Klopper should pursue the case and arrest the man. When Sergeant Klopper returned, she was also surprised at Inspector Swanepoel’s response. But she immediately agreed, perhaps because she wanted to show him that she was a dedicated police officer even though she no longer worked for the Serious Crime Unit. Soon Peggy was sitting with me in the back of an unmarked police car giving directions to her flat on Bree Street, one of the most densely populated sections of the inner city. The high-rise apartment building we entered was untended and dilapidated. The lift did not work, and we had to climb the stairs to the tenth floor. Out of breath on arrival, we found ourselves in a two-roomed apartment

that had been turned into a warren of sleeping and living quarters, subdivided by large pieces of cloth. We were interrupting the morning routines of several women and children, who were getting dressed and cleaning up. Peggy, full of determination, led the two detectives straight to the alleged suspect, Sam Dhlamini, whom they found still in bed. Inspector Swanepoel arrested him in a straightforward and authoritative manner, reading him his rights while handcuffing him and leaving no room for negotiation. Once Sam had been pulled out of bed to change into his trousers, Sergeant Klopper lifted the mattress and found a loaded gun underneath. The detectives directed a host of questions at Sam: why did he have a loaded gun lying around? Didn’t he know that he should keep his gun in a safe place, especially when children were around? Didn’t he know this was enough to send him to jail and to cancel his firearm licence, if he even had one? While this exchange demanded the detectives’ full attention, I was witnessing

a different scene going on between Peggy and the suspect’s girlfriend.
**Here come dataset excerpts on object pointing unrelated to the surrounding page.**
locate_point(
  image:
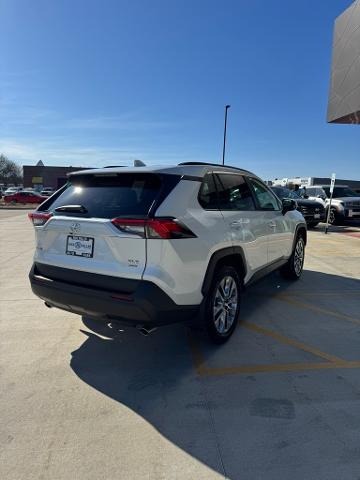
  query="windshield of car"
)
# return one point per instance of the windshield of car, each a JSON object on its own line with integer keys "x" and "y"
{"x": 283, "y": 192}
{"x": 341, "y": 192}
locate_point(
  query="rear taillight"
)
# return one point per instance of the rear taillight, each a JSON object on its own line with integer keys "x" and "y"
{"x": 161, "y": 228}
{"x": 39, "y": 219}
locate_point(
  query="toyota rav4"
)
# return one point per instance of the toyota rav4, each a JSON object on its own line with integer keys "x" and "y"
{"x": 152, "y": 246}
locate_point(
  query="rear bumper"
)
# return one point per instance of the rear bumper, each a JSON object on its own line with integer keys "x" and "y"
{"x": 352, "y": 213}
{"x": 135, "y": 302}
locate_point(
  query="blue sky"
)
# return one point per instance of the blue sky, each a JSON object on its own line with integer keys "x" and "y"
{"x": 91, "y": 83}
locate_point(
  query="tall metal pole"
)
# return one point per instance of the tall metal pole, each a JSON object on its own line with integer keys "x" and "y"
{"x": 226, "y": 109}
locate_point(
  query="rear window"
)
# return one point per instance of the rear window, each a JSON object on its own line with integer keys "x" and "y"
{"x": 111, "y": 195}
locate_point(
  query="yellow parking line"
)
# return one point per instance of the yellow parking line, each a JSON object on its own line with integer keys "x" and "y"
{"x": 355, "y": 293}
{"x": 297, "y": 303}
{"x": 277, "y": 367}
{"x": 289, "y": 341}
{"x": 328, "y": 293}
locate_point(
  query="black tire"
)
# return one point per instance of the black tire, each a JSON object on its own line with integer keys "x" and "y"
{"x": 312, "y": 224}
{"x": 292, "y": 269}
{"x": 334, "y": 218}
{"x": 221, "y": 325}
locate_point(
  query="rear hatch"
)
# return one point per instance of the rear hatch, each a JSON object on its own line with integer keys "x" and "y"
{"x": 79, "y": 231}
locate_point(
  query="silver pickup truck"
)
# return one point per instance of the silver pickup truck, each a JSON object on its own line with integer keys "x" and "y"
{"x": 345, "y": 204}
More outraged than intimidated by the arrest of Sam, the girlfriend started a fight with Peggy, whom she viewed as the main culprit for the arrest. She began in an African language and then suddenly switched to English. I heard her shout at Peggy: ‘So, you damn bitch, you called your police to help you to throw us out of this house! But this is our place and you will regret this, because I will now call my police! You will see what comes from this … don’t you think that we don’t have our own police?’. Peggy kept quiet and shrugged her shoulders in a gesture of dismissal.